The Korean War mobilisation (1950–1953) was a rapid, large-scale defence expansion. US defence outlays surged from roughly 5% of GDP to over 14% in three years, reflecting an emergency mobilisation primarily oriented towards conventional procurement, troop expansion, and industrial scale-up. The literature characterises such wartime surges as relying on the acceleration and diffusion of existing technologies rather than generating sustained frontier innovation (Field, 2003). Consistent with this interpretation, the episode is associated with a strong but temporary increase in output, while evidence of productivity spillovers is limited. 

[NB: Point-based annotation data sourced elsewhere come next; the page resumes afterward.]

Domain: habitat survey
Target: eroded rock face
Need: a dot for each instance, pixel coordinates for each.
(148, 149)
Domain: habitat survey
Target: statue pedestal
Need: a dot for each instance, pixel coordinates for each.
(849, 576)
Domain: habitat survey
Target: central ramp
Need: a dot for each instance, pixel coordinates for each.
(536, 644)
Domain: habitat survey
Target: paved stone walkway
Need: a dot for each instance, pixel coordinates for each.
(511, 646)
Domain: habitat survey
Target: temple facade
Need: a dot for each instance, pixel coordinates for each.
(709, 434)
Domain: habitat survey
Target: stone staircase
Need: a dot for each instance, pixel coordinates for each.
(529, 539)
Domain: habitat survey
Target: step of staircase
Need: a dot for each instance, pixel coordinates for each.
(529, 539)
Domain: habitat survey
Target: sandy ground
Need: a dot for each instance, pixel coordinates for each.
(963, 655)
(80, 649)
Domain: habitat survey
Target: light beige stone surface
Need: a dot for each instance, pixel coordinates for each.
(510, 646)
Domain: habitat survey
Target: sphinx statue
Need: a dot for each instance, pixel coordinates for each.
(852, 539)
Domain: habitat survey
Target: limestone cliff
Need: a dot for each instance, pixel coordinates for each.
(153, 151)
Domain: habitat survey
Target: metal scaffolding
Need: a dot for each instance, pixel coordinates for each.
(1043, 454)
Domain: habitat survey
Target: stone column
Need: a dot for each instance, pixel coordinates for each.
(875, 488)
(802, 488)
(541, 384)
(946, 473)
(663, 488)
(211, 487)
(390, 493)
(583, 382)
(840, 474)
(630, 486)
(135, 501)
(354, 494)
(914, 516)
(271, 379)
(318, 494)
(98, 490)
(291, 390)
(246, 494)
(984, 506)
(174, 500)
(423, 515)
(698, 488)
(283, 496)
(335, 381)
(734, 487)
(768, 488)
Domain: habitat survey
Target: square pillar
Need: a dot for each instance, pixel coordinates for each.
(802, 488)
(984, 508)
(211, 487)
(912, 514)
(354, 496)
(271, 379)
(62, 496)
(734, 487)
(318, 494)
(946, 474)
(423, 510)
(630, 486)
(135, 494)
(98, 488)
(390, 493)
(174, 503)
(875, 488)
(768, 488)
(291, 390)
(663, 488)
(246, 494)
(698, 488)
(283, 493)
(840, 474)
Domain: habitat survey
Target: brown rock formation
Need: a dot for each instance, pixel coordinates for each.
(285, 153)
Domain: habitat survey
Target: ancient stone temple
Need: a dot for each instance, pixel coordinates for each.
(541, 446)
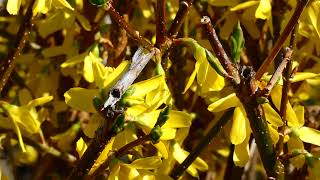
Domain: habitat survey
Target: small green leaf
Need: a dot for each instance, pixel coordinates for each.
(163, 116)
(94, 49)
(118, 124)
(156, 133)
(97, 103)
(237, 43)
(215, 64)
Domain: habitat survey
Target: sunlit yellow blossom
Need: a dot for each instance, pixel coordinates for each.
(40, 6)
(23, 119)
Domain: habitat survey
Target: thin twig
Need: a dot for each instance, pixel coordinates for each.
(184, 8)
(134, 34)
(177, 172)
(248, 94)
(101, 139)
(103, 134)
(122, 151)
(275, 76)
(160, 22)
(284, 100)
(219, 50)
(21, 40)
(286, 32)
(44, 147)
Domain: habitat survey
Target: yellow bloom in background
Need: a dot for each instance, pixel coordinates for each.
(250, 12)
(40, 6)
(207, 78)
(24, 119)
(299, 133)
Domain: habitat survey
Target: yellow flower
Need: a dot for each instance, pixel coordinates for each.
(24, 119)
(40, 6)
(240, 128)
(207, 78)
(251, 11)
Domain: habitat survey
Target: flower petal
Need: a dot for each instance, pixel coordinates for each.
(152, 162)
(238, 129)
(81, 99)
(271, 115)
(309, 135)
(224, 103)
(241, 153)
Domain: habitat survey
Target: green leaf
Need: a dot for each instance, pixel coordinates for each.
(98, 2)
(309, 135)
(237, 43)
(215, 64)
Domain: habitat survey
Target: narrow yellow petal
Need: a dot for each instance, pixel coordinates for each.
(40, 7)
(309, 135)
(271, 115)
(238, 129)
(264, 9)
(224, 103)
(103, 156)
(291, 115)
(203, 72)
(24, 96)
(162, 149)
(274, 134)
(223, 2)
(244, 5)
(39, 101)
(81, 99)
(87, 69)
(168, 133)
(299, 110)
(241, 153)
(178, 119)
(143, 87)
(13, 6)
(62, 4)
(83, 21)
(74, 60)
(81, 147)
(192, 77)
(295, 143)
(152, 162)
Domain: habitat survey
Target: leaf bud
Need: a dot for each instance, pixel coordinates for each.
(155, 134)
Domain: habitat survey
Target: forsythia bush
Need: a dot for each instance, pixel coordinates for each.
(144, 89)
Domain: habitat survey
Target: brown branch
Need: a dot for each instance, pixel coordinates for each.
(122, 151)
(134, 34)
(284, 99)
(286, 32)
(177, 172)
(184, 8)
(160, 22)
(219, 50)
(21, 40)
(101, 139)
(44, 147)
(266, 91)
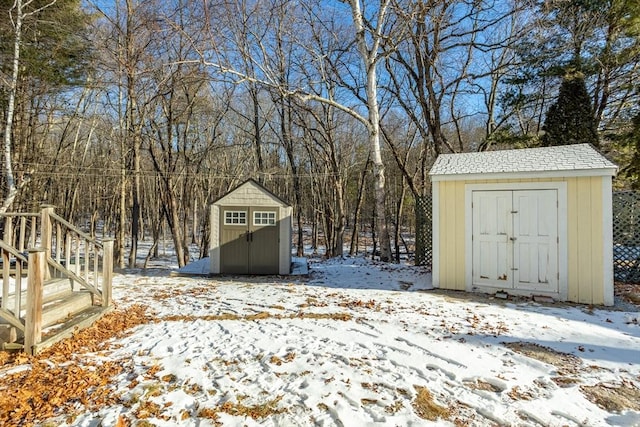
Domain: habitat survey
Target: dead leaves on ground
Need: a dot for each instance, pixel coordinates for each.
(56, 382)
(426, 408)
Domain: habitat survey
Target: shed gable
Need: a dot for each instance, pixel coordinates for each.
(250, 193)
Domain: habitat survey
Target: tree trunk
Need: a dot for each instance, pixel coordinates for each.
(11, 188)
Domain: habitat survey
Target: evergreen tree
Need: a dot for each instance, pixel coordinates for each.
(633, 170)
(570, 119)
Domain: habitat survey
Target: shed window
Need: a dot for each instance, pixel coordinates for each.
(235, 218)
(264, 218)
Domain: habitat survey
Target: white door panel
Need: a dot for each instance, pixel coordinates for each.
(491, 230)
(535, 230)
(515, 239)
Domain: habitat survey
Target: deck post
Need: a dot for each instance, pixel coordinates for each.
(107, 272)
(35, 285)
(6, 261)
(46, 232)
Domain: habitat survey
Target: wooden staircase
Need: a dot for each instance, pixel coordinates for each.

The rapid mobilisation placed intense pressure on industrial capacity in an economy already close to full employment. Labour force participation increased further and unemployment fell to levels as low as 2%, while production struggled to keep pace with both military and civilian demand, contributing to an initial surge in inflation. In response, the Truman administration combined the expansion with substantial tax increases and extensive administrative interventions under the Defence Production Act, including wage and price controls and credit restrictions (Rockoff, 1984).    

The Reagan-era build-up (1981–1989) offers a contrasting case of a more gradual and innovation-intensive expansion. Defence spending rose from approximately 5.2% to around 6.6% of GDP over eight years, with a relatively larger role for technologically advanced systems and defence-related R&D. Historical and empirical studies document that US defence R&D during the period has contributed to the development of computing, aerospace, and telecommunications technologies, with subsequent diffusion into civilian applications over time (Fabrizio and Mowery, 2007; Ruttan, 2006). 

From a fiscal perspective, the expansion coincided with large structural tax cuts and limited offsetting expenditure measures. This contributed to persistent fiscal deficits and a substantial increase in federal debt over the decade. Unlike the Korean War mobilisation, the episode did not generate inflationary pressures, reflecting tighter monetary conditions following the Volcker disinflation and weaker underlying demand conditions at the beginning of the expansion. However, the combination of sustained deficits and relatively high real interest rates contributed to persistent debt accumulation.  

West Germany's rearmament in the 1950s provides a distinct European comparison. Following the establishment of the Bundeswehr – the West German armed forces – in 1955, defence spending increased rapidly from essentially zero. However, the military expansion occurred alongside a period of initial slack and rapidly expanding supply-side forces associated with West Germany’s post-war economic boom, often referred to as the Wirtschaftswunder, including rapid productivity catch-up, export growth, labour force expansion, and institutional reconstruction (Eichengreen, 2007; Abelshauser, 2004). In this context, defence spending was absorbed into a rapidly expanding economy without being a primary driver of growth or innovation outcomes. 

The West German case also illustrates how a macroeconomic context with spare capacity can absorb higher defence spending without causing instability. The build-up occurred in an environment characterised by low initial public debt, rapidly expanding industrial capacity, strong productivity growth, and rising fiscal revenues. As a result, rearmament did not lead to significant inflationary pressures or adverse debt dynamics.  

Three lessons emerge from these episodes. First, rapid defence mobilisations in economies operating near full capacity – such as in the US during the Korean War – are more likely to generate inflationary pressures and necessitate fiscal tightening and administrative controls. Second, long-run productivity spillovers appear more likely when defence spending is concentrated in technologically advanced systems and R&D with civilian applications, as during the Reagan-era build-up. Third, the broader macroeconomic context is critical for debt sustainability: West German rearmament shows how strong supply-side growth and favourable fiscal conditions can facilitate the absorption of higher defence spending, whereas prolonged deficit financing as in the Reagan episode can lead to sustained debt accumulation even in innovation-intensive expansions.